2. Custom Interval parser — no pandas; accepts seconds (int) or strings like "10min", "1h", "1d", "30s".
3. JSON seasonality storage — seasonality components are stored as a single JSON column (seasonality_data) for schema flexibility.
4. Dedup via PRIMARY KEY + INSERT IGNORE, reinforced by ReplacingMergeTree on the append tables.
5. Detector identity hashing — id = class_name + ALGORITHM_VERSION + sorted non-default params; only start_time and batch_size are execution-level and excluded. Changing a hashed param recomputes detections under a new id.
6. Time-aware recency weighting — weights are looked up by a point’s age on the time grid, so NaN gaps don’t compress decay and seasonality groups share the global recency horizon. Expressed as half_life (points or duration string); weight_decay is a deprecated alias.
7. TableModel-driven DDL — schemas are declared as TableModel / ColumnDefinition dataclasses and rendered to backend-specific DDL by the manager.
8. Detector-agnostic windowed template — MAD/Z-Score/IQR share WindowedStatDetector; a new statistical detector implements only _compute_stats / _build_interval / _severity + class defaults. Keep it this way.

Roadmap & known gaps

• Vectorize WindowedStatDetector.detect() — points are scored in a Python loop. Fine for incremental runs, slow for large historical backfills; numpy rolling-window operations are the main performance opportunity.

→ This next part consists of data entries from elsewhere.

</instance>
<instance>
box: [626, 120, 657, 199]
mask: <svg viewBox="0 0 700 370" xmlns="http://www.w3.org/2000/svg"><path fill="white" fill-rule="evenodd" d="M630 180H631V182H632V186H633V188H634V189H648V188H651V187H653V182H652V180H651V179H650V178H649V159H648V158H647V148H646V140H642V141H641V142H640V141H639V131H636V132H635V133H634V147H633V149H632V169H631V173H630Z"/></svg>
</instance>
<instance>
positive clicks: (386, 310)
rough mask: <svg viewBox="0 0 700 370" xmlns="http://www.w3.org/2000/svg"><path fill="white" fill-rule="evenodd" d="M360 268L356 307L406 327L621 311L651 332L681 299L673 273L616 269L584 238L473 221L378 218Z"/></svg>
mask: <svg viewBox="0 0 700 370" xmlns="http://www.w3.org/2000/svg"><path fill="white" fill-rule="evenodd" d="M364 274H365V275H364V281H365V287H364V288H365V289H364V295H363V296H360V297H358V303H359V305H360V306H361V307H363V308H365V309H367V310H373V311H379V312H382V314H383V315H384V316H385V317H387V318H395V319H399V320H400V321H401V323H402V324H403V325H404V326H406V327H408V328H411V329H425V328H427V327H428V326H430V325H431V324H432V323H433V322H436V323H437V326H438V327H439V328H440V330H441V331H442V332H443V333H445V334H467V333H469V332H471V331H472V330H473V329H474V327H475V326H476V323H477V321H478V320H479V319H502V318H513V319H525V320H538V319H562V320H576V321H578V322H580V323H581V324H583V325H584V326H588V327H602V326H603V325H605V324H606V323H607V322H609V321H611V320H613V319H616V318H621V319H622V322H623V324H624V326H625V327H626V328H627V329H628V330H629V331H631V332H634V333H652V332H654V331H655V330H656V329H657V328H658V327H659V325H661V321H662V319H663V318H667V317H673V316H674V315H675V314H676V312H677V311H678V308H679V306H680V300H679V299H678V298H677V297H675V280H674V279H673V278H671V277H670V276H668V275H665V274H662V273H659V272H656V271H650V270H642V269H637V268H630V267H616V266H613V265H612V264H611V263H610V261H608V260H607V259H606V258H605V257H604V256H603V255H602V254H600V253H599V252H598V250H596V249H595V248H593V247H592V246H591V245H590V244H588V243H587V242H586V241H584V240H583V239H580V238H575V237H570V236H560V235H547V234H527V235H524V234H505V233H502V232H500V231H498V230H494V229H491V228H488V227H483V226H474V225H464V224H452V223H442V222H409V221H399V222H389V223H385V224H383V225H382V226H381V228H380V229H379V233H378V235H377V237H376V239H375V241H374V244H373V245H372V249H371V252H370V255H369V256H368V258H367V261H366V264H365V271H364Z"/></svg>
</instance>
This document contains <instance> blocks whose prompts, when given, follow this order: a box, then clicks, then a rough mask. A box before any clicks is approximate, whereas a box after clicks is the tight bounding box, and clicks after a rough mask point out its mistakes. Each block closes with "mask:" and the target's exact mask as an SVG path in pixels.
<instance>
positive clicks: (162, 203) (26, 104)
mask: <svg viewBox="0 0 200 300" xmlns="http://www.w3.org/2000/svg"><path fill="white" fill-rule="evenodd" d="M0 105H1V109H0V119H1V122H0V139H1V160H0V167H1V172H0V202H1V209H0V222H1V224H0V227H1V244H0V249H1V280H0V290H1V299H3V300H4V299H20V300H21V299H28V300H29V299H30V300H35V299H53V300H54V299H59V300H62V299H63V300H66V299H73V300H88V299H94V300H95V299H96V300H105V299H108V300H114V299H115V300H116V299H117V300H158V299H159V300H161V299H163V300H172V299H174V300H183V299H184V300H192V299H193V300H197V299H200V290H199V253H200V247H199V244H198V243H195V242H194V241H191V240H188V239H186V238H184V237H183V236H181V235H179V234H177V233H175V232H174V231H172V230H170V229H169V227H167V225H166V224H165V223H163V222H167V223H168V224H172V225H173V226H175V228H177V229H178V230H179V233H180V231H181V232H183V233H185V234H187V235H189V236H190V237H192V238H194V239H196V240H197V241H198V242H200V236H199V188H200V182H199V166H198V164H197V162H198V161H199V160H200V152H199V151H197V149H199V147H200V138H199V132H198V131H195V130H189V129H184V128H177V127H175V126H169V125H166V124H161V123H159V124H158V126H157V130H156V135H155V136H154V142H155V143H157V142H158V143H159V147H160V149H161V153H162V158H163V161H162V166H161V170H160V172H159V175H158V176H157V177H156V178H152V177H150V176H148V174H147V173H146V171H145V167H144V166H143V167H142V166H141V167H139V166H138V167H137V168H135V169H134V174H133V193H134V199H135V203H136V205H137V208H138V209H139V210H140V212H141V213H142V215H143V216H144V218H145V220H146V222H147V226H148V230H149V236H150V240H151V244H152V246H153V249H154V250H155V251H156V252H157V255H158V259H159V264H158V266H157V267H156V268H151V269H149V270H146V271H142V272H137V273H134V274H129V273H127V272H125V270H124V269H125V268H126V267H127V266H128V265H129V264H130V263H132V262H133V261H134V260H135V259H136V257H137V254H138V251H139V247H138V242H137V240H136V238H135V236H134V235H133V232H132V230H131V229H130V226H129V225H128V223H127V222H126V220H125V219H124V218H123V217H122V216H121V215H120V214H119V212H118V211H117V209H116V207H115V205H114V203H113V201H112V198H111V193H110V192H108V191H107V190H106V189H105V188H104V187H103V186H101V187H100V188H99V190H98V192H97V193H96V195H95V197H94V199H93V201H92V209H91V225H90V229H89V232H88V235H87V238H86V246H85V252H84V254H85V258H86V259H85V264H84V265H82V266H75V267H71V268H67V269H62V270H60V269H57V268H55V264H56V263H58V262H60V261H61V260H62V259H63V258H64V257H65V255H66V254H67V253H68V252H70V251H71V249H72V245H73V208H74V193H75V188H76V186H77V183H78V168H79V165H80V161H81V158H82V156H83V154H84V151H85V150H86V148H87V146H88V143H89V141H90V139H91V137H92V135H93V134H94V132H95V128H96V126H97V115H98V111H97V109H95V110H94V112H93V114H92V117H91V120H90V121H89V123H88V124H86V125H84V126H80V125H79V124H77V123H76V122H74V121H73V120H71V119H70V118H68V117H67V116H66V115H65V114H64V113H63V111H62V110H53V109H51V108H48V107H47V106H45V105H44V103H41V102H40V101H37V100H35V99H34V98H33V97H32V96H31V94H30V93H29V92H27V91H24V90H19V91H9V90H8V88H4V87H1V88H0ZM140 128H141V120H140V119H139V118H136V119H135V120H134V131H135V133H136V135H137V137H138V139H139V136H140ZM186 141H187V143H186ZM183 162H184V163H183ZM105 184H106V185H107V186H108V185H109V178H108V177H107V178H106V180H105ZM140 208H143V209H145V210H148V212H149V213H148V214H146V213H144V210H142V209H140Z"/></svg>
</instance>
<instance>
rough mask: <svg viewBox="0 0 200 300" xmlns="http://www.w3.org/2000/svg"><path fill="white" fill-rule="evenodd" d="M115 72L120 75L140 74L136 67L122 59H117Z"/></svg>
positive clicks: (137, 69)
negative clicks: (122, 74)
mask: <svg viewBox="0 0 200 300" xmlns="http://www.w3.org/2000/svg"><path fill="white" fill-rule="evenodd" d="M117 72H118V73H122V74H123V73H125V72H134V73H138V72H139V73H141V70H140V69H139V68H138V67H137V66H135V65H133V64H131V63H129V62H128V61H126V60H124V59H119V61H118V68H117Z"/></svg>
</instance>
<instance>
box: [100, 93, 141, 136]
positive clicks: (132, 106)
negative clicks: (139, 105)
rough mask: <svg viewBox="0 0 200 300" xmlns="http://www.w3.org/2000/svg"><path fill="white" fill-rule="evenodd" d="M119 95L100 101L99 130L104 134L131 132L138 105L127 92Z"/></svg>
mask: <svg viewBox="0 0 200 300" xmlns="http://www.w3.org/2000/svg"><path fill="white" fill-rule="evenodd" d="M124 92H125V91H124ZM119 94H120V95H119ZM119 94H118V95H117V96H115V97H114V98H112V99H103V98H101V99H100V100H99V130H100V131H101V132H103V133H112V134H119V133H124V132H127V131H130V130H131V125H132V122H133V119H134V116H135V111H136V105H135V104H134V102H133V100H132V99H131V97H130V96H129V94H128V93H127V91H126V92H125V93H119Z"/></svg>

• Advanced detectors — Prophet and TimesFM integrations are planned (the optional extras are already reserved in pyproject.toml).
• DB connection pooling — each manager holds a single connection; the SQL backends use per-statement executemany, fine for incremental runs but not optimized for very large backfills.
• Parallel execution — a --threads option to process metrics concurrently.
• Further performance — vectorized seasonality extraction, DB connection pooling, query-result caching.